3. Le monopole des données : l'économie Nobel révèle ce que personne ne veut voir

Le troisième angle mort que le Nobel met en lumière, c'est la concentration du pouvoir. Les données, c'est le pétrole du XXIe siècle, et cinq entreprises en possèdent les trois quarts des réserves. Pendant que les régulateurs européens jouent aux gendarmes avec le DMA et le DSA, les GAFAM accumulent les datasets comme des dragons entassent l'or. Acemoglu rappelle que sans concurrence réelle sur les données, l'IA ne profitera jamais à l'économie réelle — seulement aux actionnaires. Mark Zuckerberg peut bien dépenser 30 milliards en Reality Labs, le vrai Metaverse, c'est celui où vos données servent à entraîner des modèles que vous payez pour utiliser. Vous êtes le produit, vous êtes la main-d'œuvre, vous êtes le consommateur, et vous êtes le pigeon.

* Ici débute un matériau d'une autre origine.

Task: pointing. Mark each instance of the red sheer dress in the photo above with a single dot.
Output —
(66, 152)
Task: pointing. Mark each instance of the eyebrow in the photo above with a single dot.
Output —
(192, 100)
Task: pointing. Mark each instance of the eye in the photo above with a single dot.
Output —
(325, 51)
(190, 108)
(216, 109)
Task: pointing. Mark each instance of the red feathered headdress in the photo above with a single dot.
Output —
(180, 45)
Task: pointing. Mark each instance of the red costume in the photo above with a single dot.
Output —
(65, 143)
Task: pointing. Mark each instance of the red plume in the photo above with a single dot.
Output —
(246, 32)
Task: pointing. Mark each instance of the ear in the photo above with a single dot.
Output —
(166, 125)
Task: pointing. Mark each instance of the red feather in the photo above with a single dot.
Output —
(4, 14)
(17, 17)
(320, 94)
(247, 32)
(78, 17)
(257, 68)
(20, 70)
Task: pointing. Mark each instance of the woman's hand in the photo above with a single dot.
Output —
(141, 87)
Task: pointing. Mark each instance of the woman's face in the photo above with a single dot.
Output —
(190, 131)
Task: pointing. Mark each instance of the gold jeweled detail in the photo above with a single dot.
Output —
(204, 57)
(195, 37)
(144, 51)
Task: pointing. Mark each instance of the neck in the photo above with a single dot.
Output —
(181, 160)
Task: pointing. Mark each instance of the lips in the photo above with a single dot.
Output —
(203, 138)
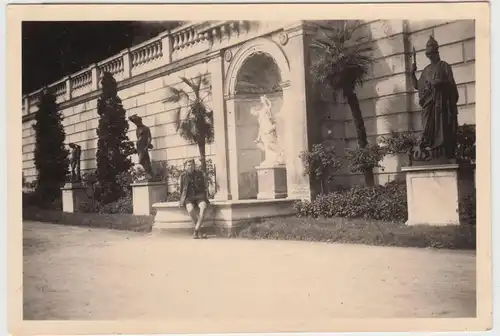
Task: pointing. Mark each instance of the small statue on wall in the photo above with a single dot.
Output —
(143, 144)
(76, 152)
(267, 139)
(438, 97)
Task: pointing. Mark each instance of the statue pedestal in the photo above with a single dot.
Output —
(434, 192)
(73, 195)
(271, 182)
(145, 194)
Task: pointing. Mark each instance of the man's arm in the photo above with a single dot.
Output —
(149, 138)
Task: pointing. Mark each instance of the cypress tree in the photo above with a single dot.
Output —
(51, 156)
(113, 145)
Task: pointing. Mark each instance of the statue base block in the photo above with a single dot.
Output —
(271, 182)
(145, 194)
(73, 195)
(434, 193)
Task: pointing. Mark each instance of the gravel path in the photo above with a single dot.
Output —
(80, 273)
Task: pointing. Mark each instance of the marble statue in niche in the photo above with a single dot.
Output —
(267, 138)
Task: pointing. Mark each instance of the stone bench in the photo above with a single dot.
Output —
(224, 217)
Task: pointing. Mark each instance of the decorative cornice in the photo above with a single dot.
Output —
(139, 79)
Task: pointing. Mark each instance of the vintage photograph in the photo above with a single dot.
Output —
(249, 169)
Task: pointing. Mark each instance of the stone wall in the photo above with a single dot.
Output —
(146, 100)
(387, 98)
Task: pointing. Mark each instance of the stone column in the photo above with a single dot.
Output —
(295, 110)
(68, 88)
(73, 195)
(145, 194)
(127, 63)
(216, 70)
(166, 48)
(232, 149)
(95, 77)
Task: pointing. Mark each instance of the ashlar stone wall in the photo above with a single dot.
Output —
(387, 98)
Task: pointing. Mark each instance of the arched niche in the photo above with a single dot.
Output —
(259, 68)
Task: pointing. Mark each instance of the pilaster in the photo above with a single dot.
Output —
(220, 128)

La leçon Acemoglu : l'IA n'est pas une technologie, c'est une idéologie

Alors que les médias tech vous rebattent les oreilles avec le "potentiel infini" de l'IA, le Nobel d'économie vient rappeler une vérité dérangeante : il n'y a pas de repas gratuit, surtout quand le menu est écrit par des gens dont la fortune dépasse le PIB de l'Argentine. Les trois choses à surveiller ? La productivité réelle (spoiler : elle est anémique), les emplois qu'on vide de leur substance, et la mainmise des monopoles. Mais ne vous attendez pas à ce que la Silicon Valley vous en parle — ils sont trop occupés à vous vendre le ticket d'entrée pour un parc d'attractions dont vous êtes les figurants.